Hi!

I'm trying to come up with a way for me to automate some processes. I have to do this via ssh. What I'm trying to do is have "box A" connect to "box B" as "user A" and execute a command as "user B" (sudoer). It needs to be done this way because of auditing and security policy. This is on Solaris 8

Here's how I have it setup now:

Box A has connectivity to box B
User A has logins on both box A and box B
User A connects to box B from box A and sudo's to user B

Here's what I have in the sudoers file:

User_Alias USERA = userA
Cmnd_Alias SU_USERA = /usr/bin/su - userB
USERA ALL = NOPASSWD: SU_USERA


So, I connect to box A and type:
ssh -t boxB "sudo su - userB /opt/rah/rah/rah/command.sh" >> /some/log/dir

It either doesn't change the user or it asks for a password. The script keeps a log in a directory owned by userB and, if it doesn't change the user, it says "cannot create, permission denied". Otherwise it sits there asking for a password. I've tried putting the full command in sudoers and that doesn't work. Anyone have ideas? Btw, this will eventually be put under Autosys control.

Thanks!

Suggest you set the log to go to a directory either user A OR user B can write to (just to get around that issue of permissions). Also, run a ssh as user A from box A to box B that doesn't run sudo to user B, just to make sure the password it's asking for isn't for the actual ssh versus the change of ID.
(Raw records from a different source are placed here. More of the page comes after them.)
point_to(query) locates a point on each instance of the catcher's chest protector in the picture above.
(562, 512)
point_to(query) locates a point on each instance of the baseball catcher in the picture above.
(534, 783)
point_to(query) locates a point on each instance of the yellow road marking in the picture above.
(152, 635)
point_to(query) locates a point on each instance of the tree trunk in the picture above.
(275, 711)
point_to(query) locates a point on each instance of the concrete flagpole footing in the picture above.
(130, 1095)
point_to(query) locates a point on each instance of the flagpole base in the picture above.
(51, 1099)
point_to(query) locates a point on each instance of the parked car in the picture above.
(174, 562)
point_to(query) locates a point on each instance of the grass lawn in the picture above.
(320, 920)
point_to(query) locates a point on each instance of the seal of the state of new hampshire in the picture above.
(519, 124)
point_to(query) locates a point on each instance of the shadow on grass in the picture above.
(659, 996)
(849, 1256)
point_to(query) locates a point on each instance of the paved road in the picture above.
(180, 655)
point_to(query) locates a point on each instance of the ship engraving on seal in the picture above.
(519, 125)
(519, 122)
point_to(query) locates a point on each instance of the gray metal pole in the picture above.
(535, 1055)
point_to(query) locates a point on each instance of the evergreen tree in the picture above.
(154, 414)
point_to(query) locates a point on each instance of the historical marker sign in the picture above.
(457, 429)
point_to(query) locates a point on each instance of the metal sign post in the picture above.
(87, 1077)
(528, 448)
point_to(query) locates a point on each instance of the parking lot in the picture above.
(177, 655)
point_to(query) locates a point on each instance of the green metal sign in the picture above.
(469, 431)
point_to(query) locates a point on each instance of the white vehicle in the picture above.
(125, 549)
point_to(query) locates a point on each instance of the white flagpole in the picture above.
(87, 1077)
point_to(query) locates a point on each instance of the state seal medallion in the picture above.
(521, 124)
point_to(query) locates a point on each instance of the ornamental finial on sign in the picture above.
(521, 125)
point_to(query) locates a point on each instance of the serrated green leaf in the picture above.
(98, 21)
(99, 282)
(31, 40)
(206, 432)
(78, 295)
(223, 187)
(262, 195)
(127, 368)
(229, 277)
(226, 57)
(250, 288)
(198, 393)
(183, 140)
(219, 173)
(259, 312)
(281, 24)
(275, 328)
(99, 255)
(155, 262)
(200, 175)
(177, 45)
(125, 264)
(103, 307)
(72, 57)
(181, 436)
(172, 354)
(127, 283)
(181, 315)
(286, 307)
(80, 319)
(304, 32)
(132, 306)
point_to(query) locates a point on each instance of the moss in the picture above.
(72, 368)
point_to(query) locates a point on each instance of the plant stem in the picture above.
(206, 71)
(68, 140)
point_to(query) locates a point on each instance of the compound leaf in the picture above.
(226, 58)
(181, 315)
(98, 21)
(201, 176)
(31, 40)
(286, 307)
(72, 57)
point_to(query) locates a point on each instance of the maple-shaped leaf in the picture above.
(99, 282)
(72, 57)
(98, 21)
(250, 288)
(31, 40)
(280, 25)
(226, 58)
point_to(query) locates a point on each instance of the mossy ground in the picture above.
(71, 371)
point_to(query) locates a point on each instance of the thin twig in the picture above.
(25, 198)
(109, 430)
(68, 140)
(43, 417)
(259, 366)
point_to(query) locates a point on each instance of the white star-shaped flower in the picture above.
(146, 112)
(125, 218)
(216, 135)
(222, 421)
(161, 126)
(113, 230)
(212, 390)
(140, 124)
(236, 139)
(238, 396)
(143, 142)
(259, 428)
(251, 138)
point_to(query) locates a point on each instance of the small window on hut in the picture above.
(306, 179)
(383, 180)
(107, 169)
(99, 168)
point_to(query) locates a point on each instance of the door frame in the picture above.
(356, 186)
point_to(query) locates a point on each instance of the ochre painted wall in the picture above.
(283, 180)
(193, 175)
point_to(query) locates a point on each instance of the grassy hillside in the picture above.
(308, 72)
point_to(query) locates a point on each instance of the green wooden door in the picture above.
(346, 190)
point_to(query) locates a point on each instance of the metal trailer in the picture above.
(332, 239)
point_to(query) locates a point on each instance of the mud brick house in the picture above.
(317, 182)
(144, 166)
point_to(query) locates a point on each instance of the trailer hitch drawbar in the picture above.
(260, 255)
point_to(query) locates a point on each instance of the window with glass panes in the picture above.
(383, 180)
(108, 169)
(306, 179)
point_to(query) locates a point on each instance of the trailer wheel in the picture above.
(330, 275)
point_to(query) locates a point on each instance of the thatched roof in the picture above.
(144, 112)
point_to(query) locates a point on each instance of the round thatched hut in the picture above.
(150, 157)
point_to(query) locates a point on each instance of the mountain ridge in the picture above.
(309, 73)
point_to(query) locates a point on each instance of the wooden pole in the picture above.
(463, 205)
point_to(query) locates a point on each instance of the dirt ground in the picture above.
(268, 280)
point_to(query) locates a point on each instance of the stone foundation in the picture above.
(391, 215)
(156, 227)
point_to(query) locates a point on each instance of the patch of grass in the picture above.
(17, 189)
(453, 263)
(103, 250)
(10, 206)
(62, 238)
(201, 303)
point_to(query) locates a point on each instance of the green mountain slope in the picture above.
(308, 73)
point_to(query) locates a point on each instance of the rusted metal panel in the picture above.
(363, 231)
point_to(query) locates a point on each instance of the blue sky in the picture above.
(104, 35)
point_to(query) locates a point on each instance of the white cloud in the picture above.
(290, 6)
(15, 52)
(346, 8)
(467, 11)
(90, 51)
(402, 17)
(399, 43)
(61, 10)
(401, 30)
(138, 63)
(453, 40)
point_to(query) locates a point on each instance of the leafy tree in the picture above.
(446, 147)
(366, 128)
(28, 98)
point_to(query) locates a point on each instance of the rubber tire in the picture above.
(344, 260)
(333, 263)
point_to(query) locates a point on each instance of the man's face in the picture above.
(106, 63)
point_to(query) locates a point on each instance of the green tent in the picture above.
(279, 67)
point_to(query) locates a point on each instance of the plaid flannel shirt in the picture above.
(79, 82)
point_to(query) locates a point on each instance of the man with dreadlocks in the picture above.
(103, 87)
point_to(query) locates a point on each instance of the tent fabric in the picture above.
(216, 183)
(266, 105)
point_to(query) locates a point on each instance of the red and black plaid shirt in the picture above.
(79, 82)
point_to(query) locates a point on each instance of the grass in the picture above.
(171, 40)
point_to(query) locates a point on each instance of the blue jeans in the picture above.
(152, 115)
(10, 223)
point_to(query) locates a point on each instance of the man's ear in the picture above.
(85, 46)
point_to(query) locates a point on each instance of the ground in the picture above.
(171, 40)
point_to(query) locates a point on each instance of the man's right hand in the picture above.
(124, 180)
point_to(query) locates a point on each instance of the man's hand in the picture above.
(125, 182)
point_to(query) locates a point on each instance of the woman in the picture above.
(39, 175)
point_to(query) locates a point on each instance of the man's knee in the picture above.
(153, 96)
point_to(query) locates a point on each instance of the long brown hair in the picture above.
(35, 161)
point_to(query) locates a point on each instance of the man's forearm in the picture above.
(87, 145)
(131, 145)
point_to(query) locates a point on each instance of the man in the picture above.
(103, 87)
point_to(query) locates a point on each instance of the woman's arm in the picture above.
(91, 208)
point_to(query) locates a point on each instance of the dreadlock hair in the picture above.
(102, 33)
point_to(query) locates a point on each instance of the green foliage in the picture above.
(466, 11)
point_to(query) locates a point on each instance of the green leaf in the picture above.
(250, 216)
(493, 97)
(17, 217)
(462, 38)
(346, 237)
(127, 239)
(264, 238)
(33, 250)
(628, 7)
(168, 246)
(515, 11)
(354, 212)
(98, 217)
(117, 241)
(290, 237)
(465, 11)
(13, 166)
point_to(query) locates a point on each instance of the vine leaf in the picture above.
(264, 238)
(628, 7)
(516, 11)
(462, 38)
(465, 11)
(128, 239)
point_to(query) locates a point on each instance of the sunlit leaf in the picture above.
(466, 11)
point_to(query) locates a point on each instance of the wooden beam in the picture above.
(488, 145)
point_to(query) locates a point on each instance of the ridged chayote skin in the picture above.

Try giving the full path to your su command:
change "sudo su - userB /opt/rah/rah/rah/command.sh"
to "sudo /usr/bin/su - userB /opt/rah/rah/rah/command.sh"

Hi! Thanks for the response.

User A is autosys' login.
User B is weblogic.

Unfortunately the command is to start a weblogic process and, if it's started by the autosys id, it won't work correctly. The logs also have to have weblogic:bea permissions so that the weblogic group can read them.

I've also setup a ssh-key from box a to box b so that no password is needed for autosys to connect..works fine.

Sorry for not clarifying all of this earlier.

I will try the full path to su and see if that works.

Okay, I got a chance to try those things and it didn't work.

If I just ssh to box b from the autosys id and then sudo from there it works wonderfully - no password needed for either.

It seems as though the problem is occurring only when you try to combine ssh, sudo and a command.

I'm stumped.

I setup the same scenario and it worked for me on Solaris 8 but with small change.

1. Setup password-less ssh for user "user-A" from box-A to box-B

2. setup the sudoers (/usr/local/etc/sudoers as sudo installed from SMCsudo) on box-B as below:

User_Alias USERA = user-A
Cmnd_Alias SU_USERA = /bin/test_scr.sh
USERA ALL = (ALL) NOPASSWD: SU_USERA

where "/bin/test_scr.sh" would have the below line (root must be the owner of this script)

su - user-B -c "/opt/rah/rah/rah/command.sh"

3. run the below command from box-A as user user-A

ssh box-B "/usr/local/bin/sudo /bin/test_scr.sh"

Note: On box-B, /bin/test_scr.sh will be run as "root" user who in turn "su" to user-B (root -to- user-B does not require any password)

DONE

Prvn

Oh man. I really wish I'd tried this when I thought of it. Instead of running a specific command via ssh you're just running a script which does all the work. I gotcha.

Trying and will let you know the results.